New Jersey Federal Court’s Hospice Care Decision Potentially Expands Scope of False Claims Act
A New Jersey federal court judge ruled this week that compliance with Medicare rules is a condition of payment. The ruling potentially expands the scope and reach of the False Claims Act and adds more controversy to the “implied certification” theory of claims. The ruling was issued by Chief U.S. District Court Judge Jerome Simandle in a case pending in Camden, New Jersey (United States of America ex. rel Victoria Druding, et al., v. Care Alternatives). To our knowledge this is a case of first impression in the Third Circuit, at least as to hospice care.
To understand the ruling, some factual background is necessary. Victoria Druding and three of her co-workers were employed at Care Alternatives, a for profit hospice care provider located in Cranford, New Jersey. The four claimed that Care Alternatives defrauded both Medicare and Medicaid by among other things, misdiagnosing patients so that they appeared to qualify for hospice care.
Federal regulations impose strict eligibility standards for hospice care in order to receive government funds. Generally, doctors must certify that patients are terminal and within the last six months of their lives. A recent study found that a large percentage of hospice patients now spend 3 years and sometimes more in hospice care. This causes a huge burden on state and federal healthcare funding.
The four whistleblowers, called “relators”, filed claims under the federal and New Jersey False Claims Acts. Those laws allow an individual to file a lawsuit on behalf of the government. If successful, the four will be entitled to up to 30% of whatever is ultimately collected from Care Alternatives.

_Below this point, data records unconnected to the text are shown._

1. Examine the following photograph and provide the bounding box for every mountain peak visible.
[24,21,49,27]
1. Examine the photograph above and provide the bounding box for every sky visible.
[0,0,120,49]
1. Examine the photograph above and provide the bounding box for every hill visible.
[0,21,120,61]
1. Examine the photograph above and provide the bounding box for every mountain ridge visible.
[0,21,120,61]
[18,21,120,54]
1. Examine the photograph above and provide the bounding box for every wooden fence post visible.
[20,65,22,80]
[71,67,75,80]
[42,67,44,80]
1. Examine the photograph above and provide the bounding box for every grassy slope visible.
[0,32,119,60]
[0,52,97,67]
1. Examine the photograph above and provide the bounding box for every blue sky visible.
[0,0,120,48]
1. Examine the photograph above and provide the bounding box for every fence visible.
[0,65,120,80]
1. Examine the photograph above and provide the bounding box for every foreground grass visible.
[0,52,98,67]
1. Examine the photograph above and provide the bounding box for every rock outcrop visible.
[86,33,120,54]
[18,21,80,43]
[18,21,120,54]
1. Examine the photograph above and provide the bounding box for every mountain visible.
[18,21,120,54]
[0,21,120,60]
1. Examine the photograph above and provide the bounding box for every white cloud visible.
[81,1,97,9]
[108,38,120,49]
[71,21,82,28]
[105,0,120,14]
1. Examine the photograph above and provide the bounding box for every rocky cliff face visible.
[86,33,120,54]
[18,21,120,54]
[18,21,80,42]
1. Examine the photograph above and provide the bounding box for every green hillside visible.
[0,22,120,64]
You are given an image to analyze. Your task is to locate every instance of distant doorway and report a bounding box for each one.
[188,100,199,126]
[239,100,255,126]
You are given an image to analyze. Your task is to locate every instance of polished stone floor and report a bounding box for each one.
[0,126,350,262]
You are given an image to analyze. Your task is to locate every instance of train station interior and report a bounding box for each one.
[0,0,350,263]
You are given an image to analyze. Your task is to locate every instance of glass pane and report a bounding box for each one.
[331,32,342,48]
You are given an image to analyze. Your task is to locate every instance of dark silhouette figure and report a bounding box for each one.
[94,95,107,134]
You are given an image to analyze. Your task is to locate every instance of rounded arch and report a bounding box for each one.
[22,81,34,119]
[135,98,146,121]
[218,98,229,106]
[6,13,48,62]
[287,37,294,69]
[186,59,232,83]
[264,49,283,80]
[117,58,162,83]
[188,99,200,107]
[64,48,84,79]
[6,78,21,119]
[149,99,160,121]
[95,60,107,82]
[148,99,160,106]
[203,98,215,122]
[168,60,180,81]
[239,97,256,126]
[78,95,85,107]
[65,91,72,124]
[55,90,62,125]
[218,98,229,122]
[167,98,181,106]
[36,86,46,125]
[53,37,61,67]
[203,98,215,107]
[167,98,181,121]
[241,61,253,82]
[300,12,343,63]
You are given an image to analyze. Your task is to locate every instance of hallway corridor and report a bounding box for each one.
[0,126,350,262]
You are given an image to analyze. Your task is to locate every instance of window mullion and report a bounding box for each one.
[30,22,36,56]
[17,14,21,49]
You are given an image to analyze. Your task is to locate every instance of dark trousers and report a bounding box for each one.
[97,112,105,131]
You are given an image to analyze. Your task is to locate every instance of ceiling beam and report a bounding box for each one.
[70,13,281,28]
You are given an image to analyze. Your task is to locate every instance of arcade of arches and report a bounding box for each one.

The lawsuit claims that Care Alternatives used a variety of tricks to bring new patients into their residential care facilities. Some of the patients didn’t meet hospice eligibility criteria, however. The suit says staff were directed to “manipulate and/or change” patients’ diagnoses to qualify for coverage under Medicare’s Hospice Participation Eligibility Guidelines. The alleged fraud includes “re-writing” medical records and falsely creating missing records.
The suit also claims that nurses were told to back date paperwork and change records to keep patients in the program.
Additional allegations not part of this article include paying kickbacks and giving “perks” to doctors, nursing home administrators and social workers to induce referrals. According to the complaint, gifts were given to “bring in the bodies.”
Apparently these efforts were successful. The four whistleblowers documented many patients they claim were receiving services that were not medically necessary.
The initial lawsuit was filed in 2008 and later amended in 2013. After a long 7-year investigation, the Justice Department decided not to intervene. Often that ends a case but not this one. The relators elected to continue on their own.
Soon after the government declined to intervene, Care Alternatives was served with the complaint and filed a motion to dismiss. This article only concerns the allegations of the eligibility guidelines including altering records and misdiagnoses. It does not the kickback claims.
To bring a False Claims Act case, the relators must prove that Care Alternatives a) presented or caused to presented to an agent of the United States a claim for payment b) that was false and fraudulent. They must also prove that c) Care Alternatives knew the claims were false.
Liability can attach for claims that are either factually false or legally false. A claim is factually false if the person submitting the claim misrepresents the goods or services presented to the government. For example, a contractor who supplies Chinese steel on a highway project requiring U.S. made steel is misrepresenting the goods presented to the government. There is no claim of factual misrepresentations at issue here.
That leaves claims that are legally false. A Medicare claim is legally false when a provider falsely certifies that it has complied with a rule or regulation. Legally false claims are common in Medicare fraud cases.
Care Advantage argues that at most, the allegations of the lawsuit only suggest a violation of a condition of participation in the Medicare program. They argue that none of the alleged violations allege they violated a condition of payment. Their argument was quite novel but for the reasons discussed below, rejected by the court.
The relators countered Care Advantages’ arguments and said that the Medicare regulations regarding patient eligibility were a condition of payment. If a patient isn’t eligible for hospice care, Care Advantage can’t seek Medicare or Medicaid reimbursement. Although the government did not intervene in the case, it did join in the relators’ arguments.
Existing case law suggests that violating a condition of participation can only be prosecuted by Medicare and the government. In other words, certain regulations cannot be enforced by private parties in a whistleblower action filed under the False Claims Act. Absent a false claim for payment, a False Claims Act complaint will fail.
Although the hospice eligibility rules are called “The Medicare Conditions of Participation for Hospice Care,” the Medicare law conditions payment for hospice care on a written certification from a doctor and supporting medical documentation. If a provider misdiagnoses, alters paperwork or creates phony paperwork, it can’t seek payment. In other words, the conditions of participation were such that they equate to a condition of payment.
This decision is a major victory for the four whistleblowers but they are not in the clear just yet. The court ruled that some of their claims were not pleaded with sufficient specificity. They will be allowed, however, to file an amended complaint to cure the defects.